October 20th, 2006 at 7:36 am
Ralph, I do hope that what we get around to doing is something better. It is pretty dismal from this point, though. I wonder if this is how the Native Americans felt?
Laurie, I served in military intelligence twenty years ago as an Arabic Linguist and Middle East Analyst. We were very successful at mitigating a very real terrorist threat then, without having to dismantle the very things that had inspired me to contribute my efforts. I felt that it was worth it then, and I felt that I had contributed something important. I would not join today. As long as ‘Smirk McCockey’ and his crew, supported by our powerless and power-hungry representatives, go on making a mockery of precious things that were once ‘inalienable’, the only thing they’ll get from me is what they can forcibly pry from my clenched fingers.

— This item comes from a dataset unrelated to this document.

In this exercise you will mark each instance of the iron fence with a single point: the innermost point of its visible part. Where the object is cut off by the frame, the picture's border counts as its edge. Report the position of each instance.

I hope your son doesn’t join.
October 20th, 2006 at 8:45 am
Mick,
When my husband put on his uniform, my chest used to swell with pride for country, although he is still my hero, my stomach drops when he puts it on now.
PS. Thank you for your service.
January 22nd, 2007 at 9:11 pm
heh!Mick alot of us felt the same way you do under Bill Clinton.All will be well if only you get a democrat for president in 08 right.Then all best are off.Gun control for everone.freddom of speach.Ask the protester arrested in Chicago for daring to prostest Bill Clinton.This is not an ileagal war. congress voted for it.They had the same intell Bush did.Bill Clinton was all for removing Saddam,just didn’t have the guts to do it.